To the extent that the world has enough inventories to tide over the immediate shortfall, and assuming that this attack is not the start of a long streak of international hostilities between a US-led bloc (including Saudi Arabia) and an Iran-led bloc (including the Houthis), the price shock could be relatively limited.
Even so, crude oil prices have already shot up by over 10 per cent, and the Brent price was $66.6 per barrel as of Monday evening. Brent futures have jumped 20 per cent. According to most estimates, oil prices are likely to trend around the $75 per barrel mark in the coming months.
However, prices will keenly reflect not just the immediate disruption but also the likely disruption should the US initiate some kind of military response. In a tweet on Sunday, US President Donald Trump said: “Saudi Arabia oil supply was attacked. There is reason to believe that we know the culprit, are locked and loaded depending on verification, but are waiting to hear from the Kingdom as to who they believe was the cause of this attack, and under what terms we would proceed!”

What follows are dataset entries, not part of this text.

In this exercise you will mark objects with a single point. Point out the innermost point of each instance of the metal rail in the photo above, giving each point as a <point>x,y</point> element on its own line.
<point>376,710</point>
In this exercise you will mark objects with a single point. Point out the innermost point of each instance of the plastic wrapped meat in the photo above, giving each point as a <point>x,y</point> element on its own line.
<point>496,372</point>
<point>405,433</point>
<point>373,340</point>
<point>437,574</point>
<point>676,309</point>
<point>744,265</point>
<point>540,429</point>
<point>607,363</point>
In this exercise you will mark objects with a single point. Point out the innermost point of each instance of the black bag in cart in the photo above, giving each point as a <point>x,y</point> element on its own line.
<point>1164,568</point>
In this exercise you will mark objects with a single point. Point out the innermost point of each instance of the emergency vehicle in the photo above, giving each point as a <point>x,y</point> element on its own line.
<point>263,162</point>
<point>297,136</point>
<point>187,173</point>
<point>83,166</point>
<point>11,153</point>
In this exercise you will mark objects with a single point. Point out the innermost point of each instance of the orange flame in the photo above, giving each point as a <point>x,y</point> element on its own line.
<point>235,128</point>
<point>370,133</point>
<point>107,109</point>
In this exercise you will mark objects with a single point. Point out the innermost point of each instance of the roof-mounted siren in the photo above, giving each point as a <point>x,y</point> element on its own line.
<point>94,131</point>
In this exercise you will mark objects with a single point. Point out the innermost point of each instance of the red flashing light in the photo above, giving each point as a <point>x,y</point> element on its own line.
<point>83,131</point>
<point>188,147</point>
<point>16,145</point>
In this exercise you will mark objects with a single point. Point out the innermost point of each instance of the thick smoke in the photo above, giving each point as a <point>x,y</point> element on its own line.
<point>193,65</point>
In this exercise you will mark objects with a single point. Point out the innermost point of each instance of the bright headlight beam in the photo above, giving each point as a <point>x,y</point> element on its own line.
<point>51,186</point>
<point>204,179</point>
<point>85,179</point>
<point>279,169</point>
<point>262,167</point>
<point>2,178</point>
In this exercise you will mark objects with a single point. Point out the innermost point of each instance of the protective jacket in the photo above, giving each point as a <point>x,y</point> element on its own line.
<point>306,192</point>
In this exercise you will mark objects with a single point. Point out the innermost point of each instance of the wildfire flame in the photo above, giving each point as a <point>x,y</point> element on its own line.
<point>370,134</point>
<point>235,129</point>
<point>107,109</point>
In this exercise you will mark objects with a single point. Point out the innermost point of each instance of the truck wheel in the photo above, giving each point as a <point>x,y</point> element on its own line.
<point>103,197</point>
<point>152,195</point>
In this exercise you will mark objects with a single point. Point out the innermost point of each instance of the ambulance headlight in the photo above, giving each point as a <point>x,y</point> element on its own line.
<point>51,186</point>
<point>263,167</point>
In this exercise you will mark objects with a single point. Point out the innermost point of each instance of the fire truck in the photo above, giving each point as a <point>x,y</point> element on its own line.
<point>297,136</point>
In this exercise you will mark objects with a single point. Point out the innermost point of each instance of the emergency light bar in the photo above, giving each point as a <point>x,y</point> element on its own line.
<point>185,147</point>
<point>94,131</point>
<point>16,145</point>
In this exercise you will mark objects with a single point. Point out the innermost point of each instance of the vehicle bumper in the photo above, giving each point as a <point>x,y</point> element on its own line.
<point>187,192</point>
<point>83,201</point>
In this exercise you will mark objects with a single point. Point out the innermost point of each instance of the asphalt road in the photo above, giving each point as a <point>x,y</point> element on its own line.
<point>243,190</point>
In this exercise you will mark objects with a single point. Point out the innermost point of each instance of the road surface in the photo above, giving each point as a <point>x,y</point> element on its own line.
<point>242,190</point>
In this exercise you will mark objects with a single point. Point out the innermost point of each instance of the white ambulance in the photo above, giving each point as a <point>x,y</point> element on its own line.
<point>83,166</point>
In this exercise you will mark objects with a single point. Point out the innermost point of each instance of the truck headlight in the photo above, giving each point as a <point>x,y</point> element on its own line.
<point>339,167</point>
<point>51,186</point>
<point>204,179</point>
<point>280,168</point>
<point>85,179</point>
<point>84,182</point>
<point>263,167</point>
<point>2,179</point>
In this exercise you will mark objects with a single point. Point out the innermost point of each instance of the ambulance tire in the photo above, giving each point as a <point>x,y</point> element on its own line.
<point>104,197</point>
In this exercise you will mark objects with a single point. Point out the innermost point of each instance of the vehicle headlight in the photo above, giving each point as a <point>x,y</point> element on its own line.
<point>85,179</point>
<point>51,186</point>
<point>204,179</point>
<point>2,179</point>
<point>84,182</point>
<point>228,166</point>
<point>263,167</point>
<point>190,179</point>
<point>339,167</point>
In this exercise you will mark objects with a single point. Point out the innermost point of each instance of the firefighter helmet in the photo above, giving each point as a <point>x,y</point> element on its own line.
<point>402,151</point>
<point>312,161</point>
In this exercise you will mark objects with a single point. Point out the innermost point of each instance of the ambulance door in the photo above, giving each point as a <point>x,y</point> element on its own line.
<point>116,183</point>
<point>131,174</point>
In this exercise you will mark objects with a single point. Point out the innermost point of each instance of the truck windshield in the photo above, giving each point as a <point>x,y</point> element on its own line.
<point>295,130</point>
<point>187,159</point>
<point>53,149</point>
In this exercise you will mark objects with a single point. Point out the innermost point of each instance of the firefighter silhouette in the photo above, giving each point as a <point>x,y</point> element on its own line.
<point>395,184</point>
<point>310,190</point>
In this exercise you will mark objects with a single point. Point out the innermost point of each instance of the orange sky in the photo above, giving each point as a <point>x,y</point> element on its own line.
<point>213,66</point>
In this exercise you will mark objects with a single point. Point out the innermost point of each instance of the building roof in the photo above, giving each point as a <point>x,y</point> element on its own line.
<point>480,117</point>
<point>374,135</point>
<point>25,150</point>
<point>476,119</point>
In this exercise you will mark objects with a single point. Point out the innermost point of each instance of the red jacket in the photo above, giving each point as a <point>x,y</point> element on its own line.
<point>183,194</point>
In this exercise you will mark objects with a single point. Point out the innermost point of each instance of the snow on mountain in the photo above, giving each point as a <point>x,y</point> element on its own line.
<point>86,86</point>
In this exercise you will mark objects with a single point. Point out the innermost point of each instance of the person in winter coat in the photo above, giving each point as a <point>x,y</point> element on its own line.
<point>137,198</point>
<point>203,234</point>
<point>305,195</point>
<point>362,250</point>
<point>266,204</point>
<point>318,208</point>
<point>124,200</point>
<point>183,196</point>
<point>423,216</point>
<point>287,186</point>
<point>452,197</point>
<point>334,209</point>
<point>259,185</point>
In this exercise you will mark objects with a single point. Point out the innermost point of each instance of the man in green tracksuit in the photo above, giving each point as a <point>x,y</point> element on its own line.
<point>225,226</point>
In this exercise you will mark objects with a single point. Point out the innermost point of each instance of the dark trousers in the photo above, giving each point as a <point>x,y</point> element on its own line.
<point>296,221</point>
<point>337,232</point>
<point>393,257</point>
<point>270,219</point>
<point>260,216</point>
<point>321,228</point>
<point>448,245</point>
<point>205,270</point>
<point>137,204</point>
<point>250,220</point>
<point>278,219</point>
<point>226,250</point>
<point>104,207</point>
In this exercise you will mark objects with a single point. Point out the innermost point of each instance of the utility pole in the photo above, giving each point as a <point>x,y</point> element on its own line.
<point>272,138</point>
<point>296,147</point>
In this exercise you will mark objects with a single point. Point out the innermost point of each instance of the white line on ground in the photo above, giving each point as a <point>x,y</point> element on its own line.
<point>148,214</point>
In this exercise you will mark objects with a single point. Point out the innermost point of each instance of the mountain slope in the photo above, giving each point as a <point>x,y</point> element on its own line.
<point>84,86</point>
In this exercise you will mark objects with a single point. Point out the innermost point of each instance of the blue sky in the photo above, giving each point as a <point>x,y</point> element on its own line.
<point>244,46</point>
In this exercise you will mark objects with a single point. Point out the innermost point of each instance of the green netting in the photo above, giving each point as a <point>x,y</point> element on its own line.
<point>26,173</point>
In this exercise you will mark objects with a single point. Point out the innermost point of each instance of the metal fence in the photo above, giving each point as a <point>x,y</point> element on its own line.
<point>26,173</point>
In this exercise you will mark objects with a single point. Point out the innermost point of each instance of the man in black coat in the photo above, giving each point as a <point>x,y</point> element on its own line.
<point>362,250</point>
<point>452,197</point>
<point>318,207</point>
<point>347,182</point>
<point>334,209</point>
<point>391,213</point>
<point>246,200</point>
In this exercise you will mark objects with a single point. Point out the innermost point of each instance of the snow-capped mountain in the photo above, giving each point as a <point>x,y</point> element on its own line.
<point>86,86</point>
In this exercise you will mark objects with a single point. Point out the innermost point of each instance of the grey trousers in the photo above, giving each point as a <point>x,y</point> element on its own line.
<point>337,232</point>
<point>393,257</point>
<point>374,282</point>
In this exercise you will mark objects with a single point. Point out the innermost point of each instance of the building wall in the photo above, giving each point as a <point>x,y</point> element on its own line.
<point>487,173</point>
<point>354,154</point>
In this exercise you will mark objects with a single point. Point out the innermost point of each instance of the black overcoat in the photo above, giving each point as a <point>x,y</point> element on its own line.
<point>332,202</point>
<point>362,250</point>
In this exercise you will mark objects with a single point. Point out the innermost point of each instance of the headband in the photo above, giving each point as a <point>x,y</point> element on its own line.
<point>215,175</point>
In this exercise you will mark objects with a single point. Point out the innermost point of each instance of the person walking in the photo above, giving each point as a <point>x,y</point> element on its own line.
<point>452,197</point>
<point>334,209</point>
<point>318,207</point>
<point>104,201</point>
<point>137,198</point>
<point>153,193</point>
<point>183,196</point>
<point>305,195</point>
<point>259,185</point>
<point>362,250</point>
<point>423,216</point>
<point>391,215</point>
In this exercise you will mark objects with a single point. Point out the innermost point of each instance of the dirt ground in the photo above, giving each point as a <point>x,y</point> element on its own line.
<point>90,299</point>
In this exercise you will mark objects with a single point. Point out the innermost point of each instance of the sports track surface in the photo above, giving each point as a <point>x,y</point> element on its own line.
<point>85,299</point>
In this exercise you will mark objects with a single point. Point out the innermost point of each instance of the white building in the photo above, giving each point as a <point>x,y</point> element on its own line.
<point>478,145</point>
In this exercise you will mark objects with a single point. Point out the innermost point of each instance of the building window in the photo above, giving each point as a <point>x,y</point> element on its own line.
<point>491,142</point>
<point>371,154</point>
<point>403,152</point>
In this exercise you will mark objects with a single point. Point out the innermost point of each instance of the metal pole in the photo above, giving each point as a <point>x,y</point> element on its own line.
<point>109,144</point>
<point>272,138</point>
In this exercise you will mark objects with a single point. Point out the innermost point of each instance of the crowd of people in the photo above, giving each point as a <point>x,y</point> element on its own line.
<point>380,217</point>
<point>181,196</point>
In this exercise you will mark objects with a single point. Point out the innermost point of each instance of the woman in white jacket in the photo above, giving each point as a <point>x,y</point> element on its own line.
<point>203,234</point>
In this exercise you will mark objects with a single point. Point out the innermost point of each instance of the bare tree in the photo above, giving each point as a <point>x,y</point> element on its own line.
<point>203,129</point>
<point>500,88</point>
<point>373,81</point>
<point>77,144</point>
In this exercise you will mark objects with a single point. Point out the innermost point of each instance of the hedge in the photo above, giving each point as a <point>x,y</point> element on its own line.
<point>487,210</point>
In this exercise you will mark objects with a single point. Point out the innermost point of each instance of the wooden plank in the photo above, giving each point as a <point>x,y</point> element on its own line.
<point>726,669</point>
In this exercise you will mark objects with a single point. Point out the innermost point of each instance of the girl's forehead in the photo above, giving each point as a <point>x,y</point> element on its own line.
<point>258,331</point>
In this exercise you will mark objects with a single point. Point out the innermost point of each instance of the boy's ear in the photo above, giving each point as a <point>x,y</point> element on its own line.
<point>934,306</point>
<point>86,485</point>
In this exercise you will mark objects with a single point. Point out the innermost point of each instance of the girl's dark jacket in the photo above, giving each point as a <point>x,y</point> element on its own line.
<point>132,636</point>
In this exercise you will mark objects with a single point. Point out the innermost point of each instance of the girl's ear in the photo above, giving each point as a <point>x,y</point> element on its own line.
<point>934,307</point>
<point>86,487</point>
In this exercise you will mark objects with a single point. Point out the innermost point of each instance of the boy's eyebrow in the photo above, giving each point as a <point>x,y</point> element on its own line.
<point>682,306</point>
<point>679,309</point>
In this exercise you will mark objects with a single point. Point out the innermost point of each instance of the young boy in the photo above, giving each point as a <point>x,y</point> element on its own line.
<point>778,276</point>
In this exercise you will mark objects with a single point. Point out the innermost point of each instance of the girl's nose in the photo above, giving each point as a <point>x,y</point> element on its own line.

India imports 80 per cent of the oil it consumes, which means there are multiple ways in which the country will be impacted by this disruption.
The first issue is supply. India is already trying to make up for the loss of supply from Iran after US-imposed sanctions. After Iraq, Saudi Arabia is India’s second-largest supplier of crude oil — it accounts for almost 17 per cent of the country’s imports. Although Saudi Arabia has assured that there will be no loss of supply, if the process of restoration takes more time than anticipated, India would have to look for alternatives. This may not be easy since the global supply has been fairly volatile because of disruptions in some of the other big suppliers such as Venezuela, Libya and Nigeria.
A hit on prices may then follow. According to Madan Sabnavis of Care Ratings, India is expected to import 1.6 billion barrels of crude oil in the current financial year. So an increase in oil prices by just one dollar essentially means an increase of $1.6 billion in the import bill. That’s an additional Rs 11,500 crore at the current exchange rate. But supply constraints and rising oil prices would mean that the rupee will weaken further against the dollar — that’s because, as the dollar prices of crude oil rise, India would need to buy more dollars for the same amount of oil, thus depreciating the value of the rupee vis-à-vis the dollar.
As such, rising oil prices will worsen the Indian government’s fiscal balance. Moreover, higher crude oil prices would also lead to higher domestic oil prices, which, in turn, will further depress the demand for all things, especially those that use oil as the primary input — say, cars. This dip in consumption demand, which is already under strain as the recent growth slowdown has shown, would likely mean lower economic activity and consequently lower revenues for the government.
To the extent that the current crisis is contained, the damage would be limited — but an escalation by President Trump could exacerbate worries.